10 October 2022
About the research project
The transition from a fossil fuel based global energy system to one based on renewable energy sources is urgently needed to limit human induced change to global climate. This transition requires technologies reliant on essential and critical elements, such as copper and molybdenum. Copper is required in increasing quantities for low-carbon energy infrastructure, and critical elements are either in short supply due to their rarity or the projected increases in demand will soon outstrip supply. Despite significant annual investment in exploration and decades of research into how and why ore bodies form, the discovery of new deposits is lagging. However, new methods for modelling the geometric and mineralogical complexities of known ore bodies will help develop more efficient extraction, processing, and waste management protocols. Both the discovery of new deposits and more efficient mining practices provide the resources that humanity needs to affect the "clean" energy transition.

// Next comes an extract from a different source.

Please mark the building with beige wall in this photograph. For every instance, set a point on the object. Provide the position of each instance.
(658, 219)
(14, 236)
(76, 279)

The emergence of machine learning as a viable and scalable approach to integrating, analysing, and generating predictions from large volumes of digital data offers new opportunities for modelling deposit location, shape and characteristics. Deep learning systems have shown their predictive power in data-rich environments, although their use in generating models for exploration and mining has been limited, in part due to the requirements of these systems to have extensive and comprehensive training datasets. The volume and coverage of public and private digital geoscience data companies has reached a point where deep learning is a now an emerging option for ore deposit modelling.
This project will utilise a variety of public and private geoscience databases available through the AMIRA 1249 research project to explore and refine the use of deep learning systems for modelling porphyry copper deposits. The outcomes of this project will form an integral part of the AMIRA P1249 research effort.
Primary SupervisorMeet Dr Matthew Cracknell
Applicants will be considered for a Research Training Program (RTP) scholarship or Tasmania Graduate Research Scholarship (TGRS) which, if successful, provides:
- a living allowance stipend of $28,854 per annum (2022 rate, indexed annually) for 3.5 years
- a relocation allowance of up to $2,000
- a tuition fees offset covering the cost of tuition fees for up to four years (domestic applicants only)
If successful, international applicants will receive a University of Tasmania Fees Offset for up to four years.
As part of the application process you may indicate if you do not wish to be considered for scholarship funding.
Applicants should review the Higher Degree by Research minimum entry requirements.
Additional eligibility criteria specific to this project/scholarship:
- Honours or Masters degree with a substantial geological and/or geochemical component, or equivalent
- Applicants must be able to undertake the project on-campus
The project is competitively assessed and awarded. Selection is based on academic merit and suitability to the project as determined by the College.
Additional essential selection criteria specific to this project:
- Proficiency in written and oral English
- Proficiency in Python (or similar) programming
- Proficiency in Numerical modelling and machine learning theory and practice
Additional desirable selection criteria specific to this project:
- Strong background in economic geology, mineralogy, geochemistry and/or geometallurgy
- Successful completion of BSc level undergraduate subjects in geology, engineering, chemistry, maths and/or physics
- Previous publications in international peer-reviewed literature and/or conference presentations
There is a three-step application process:
- Select your project, and check you meet the eligibility and selection criteria;
- Contact the Primary Supervisor, Dr Matthew Cracknell to discuss your suitability and the project's requirements; and
- Submit an application by the closing date listed above.
- Copy and paste the title of the project from this advertisement into your application. If you don’t correctly do this your application may be rejected.
- As part of your application, you will be required to submit a covering letter, a CV including 2 x referees and your project research proposal.
Following the application closing date applications will be assessed within the College. Applicants should expect to receive notification of the outcome by email by the advertised outcome date.